With the new balance of mobility versus firepower, the weapons system has been somewhat simplified, now with three weapons for Red and Blue respectively, one of which is unique to that character. They’re modelled in varying degrees after the weapons from the original – Chaser, Lightning, Fire, and Force – and, while they are no longer customizable through combining two weapons, there is now a gauge that, when filled by inflicting damage on enemies or collecting green star power-ups, will fire your selected weapon from a bazooka rather than the piddling normal gun. It’s a nice addition, but it can make certain parts of the game shamefully easy if you know what to do – and no, I’m not telling which.

 

Which brings us to a very pertinent and personal point about Gunstar Super Heroes – the difficulty. In truth no more than a medium-length affair, Heroes 1 was made longer and highly replayable by difficulty, and comparisons on this front us inevitable between the 16-MEG original and the 64-MEG successor. Yes, it is hard, but not in keeping with the steady curve we witnessed in its ancestor. Although suggesting that it may have required more time in development is a preposterous-sounding proposition given the 3 years it took to make, not to mention the gargantuan gap between Gunstar 1 and 2, GSH could have used a few more months to smooth out the difficulty curve from a rollercoaster ride to something more gradual. There doesn’t appear to be any particular order attached to the stage numbers, so to tackle Moon 2-1 is near instant death on normal, while Moon 3 is fairly short and simple (minus the fight with Seven Force, one of the few truly trying stage bosses). This means lots of replay value, but much of it breeding frustration.
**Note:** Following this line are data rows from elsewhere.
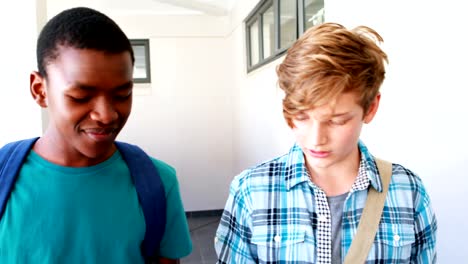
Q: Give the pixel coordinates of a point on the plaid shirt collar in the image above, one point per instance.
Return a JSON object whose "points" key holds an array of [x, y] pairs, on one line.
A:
{"points": [[296, 172]]}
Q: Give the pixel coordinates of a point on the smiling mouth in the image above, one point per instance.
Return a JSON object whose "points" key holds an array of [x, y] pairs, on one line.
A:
{"points": [[319, 154], [101, 135]]}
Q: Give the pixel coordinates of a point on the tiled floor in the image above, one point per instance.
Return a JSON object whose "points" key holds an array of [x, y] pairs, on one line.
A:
{"points": [[202, 231]]}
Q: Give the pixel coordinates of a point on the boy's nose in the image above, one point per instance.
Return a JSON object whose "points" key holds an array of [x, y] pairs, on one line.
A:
{"points": [[104, 112]]}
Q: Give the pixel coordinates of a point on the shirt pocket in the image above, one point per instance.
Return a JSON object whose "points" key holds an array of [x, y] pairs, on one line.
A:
{"points": [[283, 246], [393, 243]]}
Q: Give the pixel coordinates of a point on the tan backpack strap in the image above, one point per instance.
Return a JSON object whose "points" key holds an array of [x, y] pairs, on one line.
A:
{"points": [[370, 218]]}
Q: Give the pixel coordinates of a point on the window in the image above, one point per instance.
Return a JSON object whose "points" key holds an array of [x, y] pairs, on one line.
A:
{"points": [[313, 13], [141, 68], [288, 22], [274, 25]]}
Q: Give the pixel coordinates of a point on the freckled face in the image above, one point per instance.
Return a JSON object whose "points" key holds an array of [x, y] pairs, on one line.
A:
{"points": [[328, 136], [89, 96]]}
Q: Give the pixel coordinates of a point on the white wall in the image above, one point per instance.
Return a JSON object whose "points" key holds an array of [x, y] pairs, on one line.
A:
{"points": [[421, 121], [20, 115], [186, 118]]}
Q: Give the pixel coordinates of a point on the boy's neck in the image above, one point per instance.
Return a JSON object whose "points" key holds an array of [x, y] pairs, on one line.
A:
{"points": [[337, 179]]}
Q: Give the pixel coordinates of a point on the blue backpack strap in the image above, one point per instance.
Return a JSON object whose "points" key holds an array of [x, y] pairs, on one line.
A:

It is also short; while an allowance should be made for its portable nature, the first game has it beat hands-down in terms of length.

 

Sound. I may be giving it last billing, but in just the same manner as they rewrote the manual on Genesis graphics programming, Treasure turned its sound processor inside out with Gunstar Heroes. The same should be expected of their GBA effort, and while it is indeed fairly good, the source material is again very familiar to mine ears. The original soundtrack receives an injection of electronica/techno/house that doesn’t always keep the pace too frantic, but provides just the right nostalgic throwback to the Gunstar of yore. The sound effects are also more plentiful, with more voices present than ever before, but it’s pretty much the weakest point of the game’s aesthetic.

 

World Outlook: You can pick up an import version of Gunstar Super Heroes or the US version, which was just released.

 

+ Pros: Players old and young can pick this game up for a short gaming sprint, and find enjoyment in its simple, yet engaging gameplay. A worthy successor? Yes.

 

- Cons: Those very same players may find endless frustration or a cakewalk depending on their previous Gunstar heritage.

 

Overall: Now that I’ve utterly deconstructed the game, I can only hope you’re still interested – because the beating heart of GSH is one of awing action and great craftsmanship, one in the same as its parent’s. It may be jaded posturing from an over-analytical critic, but nothing will eclipse the original Gunstar Heroes. That comparison isn’t everything, though, and as far as handheld action games go, nothing will eclipse Gunstar Super Heroes.